At NRHA conference, Eagle will share how nighttime telehospitalist care reduces costs while improving response time for treating current patients and admitting new ones
KANSAS CITY, MO—Sept. 21, 2016—Telemedicine has helped rural hospitals increase patient census and avoid transfers. Telemedicine is also proving particularly successful in addressing staffing gaps at rural hospitals, and solving their night coverage challenges. Eagle Telemedicine will share success stories and best practices with attendees at the National Rural Hospital Association’s 15th Critical Access Hospital Conference Sept. 21-23, 2016, in Kansas City.
Eagle Telemedicine representatives will be at Booth #103 throughout the conference. An NRHA Gold Partner, Eagle invites attendees to visit and register for a raffle for a free iPad mini 4.

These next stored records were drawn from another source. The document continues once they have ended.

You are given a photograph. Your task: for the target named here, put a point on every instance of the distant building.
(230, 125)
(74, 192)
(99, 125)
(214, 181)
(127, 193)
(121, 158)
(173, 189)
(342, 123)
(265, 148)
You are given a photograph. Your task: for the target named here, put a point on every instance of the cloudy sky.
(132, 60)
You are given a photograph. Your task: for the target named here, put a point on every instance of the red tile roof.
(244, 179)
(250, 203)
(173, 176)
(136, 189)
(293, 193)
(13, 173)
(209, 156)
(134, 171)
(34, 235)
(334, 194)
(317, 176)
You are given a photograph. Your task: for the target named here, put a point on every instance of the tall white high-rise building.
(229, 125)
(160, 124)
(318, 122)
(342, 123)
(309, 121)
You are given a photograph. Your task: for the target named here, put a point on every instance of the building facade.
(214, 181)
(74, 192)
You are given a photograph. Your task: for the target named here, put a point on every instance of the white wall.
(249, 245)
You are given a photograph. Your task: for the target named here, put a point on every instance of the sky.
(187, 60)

“Cost savings are significant when hospitals aren’t paying ‘full freight’ for one physician, but sharing those costs with other facilities that use the same telemedicine services for nighttime care,” said Dr. Talbot “Mac” McCormick, President and CEO of Eagle, a physician-led hospitalist management firm providing turnkey programs, Clinical Performance Management (CPM) solutions, and telemedicine services.
Results are impressive
Rural hospitals working with Eagle have achieved:
- Up to 40% savings on nighttime coverage
- 50% increase in nighttime admissions
- An average response time of 1 minutes and 9 seconds from the time nurses call telehospitalists to the time the physician is interacting remotely with patients
Though telemedicine can include many types of electronic communication, Eagle’s approach uses a cart or robot on wheels with a two-way videoconferencing monitor that brings a patient face-to-face with a physician, who is “beamed in” from a remote location. The physician and patient have direct interaction, and the technology enables the physician to monitor the patient remotely with a stethoscope, otoscope,and blood pressure gauge. It can also transmit still images such as photos and X-rays for interpretation by the physician.

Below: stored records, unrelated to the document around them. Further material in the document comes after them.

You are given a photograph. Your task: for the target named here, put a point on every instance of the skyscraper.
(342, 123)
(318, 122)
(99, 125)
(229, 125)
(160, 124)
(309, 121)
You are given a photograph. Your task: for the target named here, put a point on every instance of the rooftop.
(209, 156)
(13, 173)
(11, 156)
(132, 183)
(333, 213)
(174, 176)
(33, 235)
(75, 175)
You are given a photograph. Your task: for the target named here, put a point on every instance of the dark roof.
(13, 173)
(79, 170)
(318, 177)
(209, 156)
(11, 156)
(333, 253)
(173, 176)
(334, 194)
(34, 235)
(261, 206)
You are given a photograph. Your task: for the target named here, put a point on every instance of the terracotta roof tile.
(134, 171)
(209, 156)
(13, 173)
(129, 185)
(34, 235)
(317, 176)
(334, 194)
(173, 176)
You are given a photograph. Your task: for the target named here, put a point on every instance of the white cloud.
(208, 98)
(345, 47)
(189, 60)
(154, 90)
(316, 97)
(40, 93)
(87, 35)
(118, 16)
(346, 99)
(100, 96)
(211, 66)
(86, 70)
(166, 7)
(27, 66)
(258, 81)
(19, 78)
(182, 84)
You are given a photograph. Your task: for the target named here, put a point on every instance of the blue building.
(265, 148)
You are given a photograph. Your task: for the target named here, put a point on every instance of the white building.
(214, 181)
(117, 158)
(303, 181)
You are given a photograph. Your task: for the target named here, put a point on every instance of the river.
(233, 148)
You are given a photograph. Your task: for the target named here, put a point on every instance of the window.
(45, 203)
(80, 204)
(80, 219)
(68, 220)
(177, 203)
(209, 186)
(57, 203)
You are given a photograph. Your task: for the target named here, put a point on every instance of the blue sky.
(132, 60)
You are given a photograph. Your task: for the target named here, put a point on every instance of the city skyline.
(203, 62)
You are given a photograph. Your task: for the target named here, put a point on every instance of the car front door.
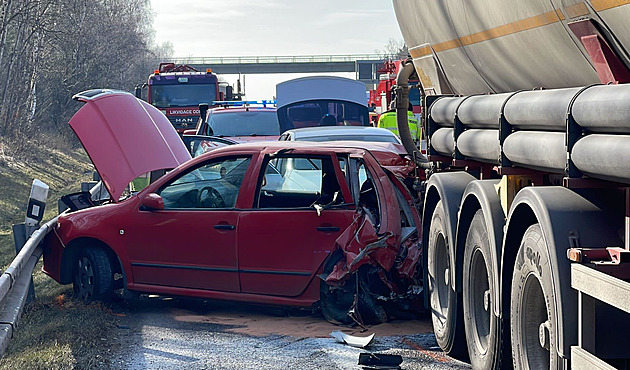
(191, 243)
(284, 239)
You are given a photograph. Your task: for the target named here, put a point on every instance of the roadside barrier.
(16, 280)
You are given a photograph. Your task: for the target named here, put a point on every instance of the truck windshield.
(248, 123)
(182, 95)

Bringing the doctor to the patient
“Telemedicine’s purpose is not to take over or supplant person-to-person physician care. Rather, its most important value is to augment and support physicians and clinical staff. It can be a cost-effective solution in circumstances where physician resources are scarce, and healthcare needs to be administered quickly,” Dr. McCormick said.

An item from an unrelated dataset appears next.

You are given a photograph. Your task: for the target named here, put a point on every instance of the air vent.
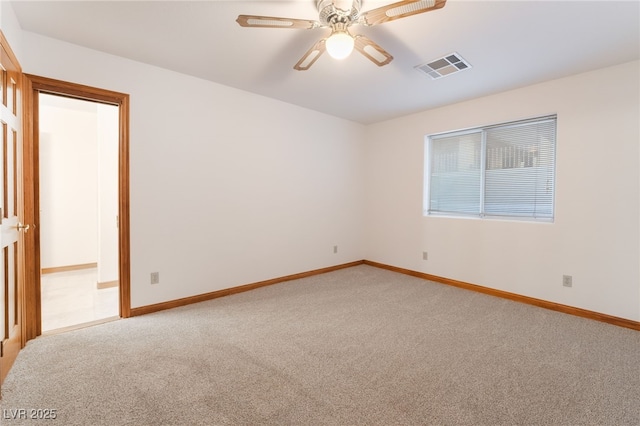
(442, 67)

Typically, one remote physician is involved each night from a pool of two or three physicians who are assigned to a particular hospital. The telehospitalist will take patient handoffs from the daytime providers of care, whether an NP, PA or physician. If a patient has a change at any time during the night, the telehospitalist stands ready to respond to rapid responses and codes, and to admit new patients from the ED as necessary.
Especially in rural hospitals, lower admission rates at night often do not warrant a full-time nocturnist, so day-time physicians must work nights or split shifts. “It’s not an ideal solution,” Dr. McCormick said. “We look forward to sharing with NRHA conference attendees how telemedicine contributes to a sustainable work schedule and stable staffing for hospitals that struggle with night staffing.”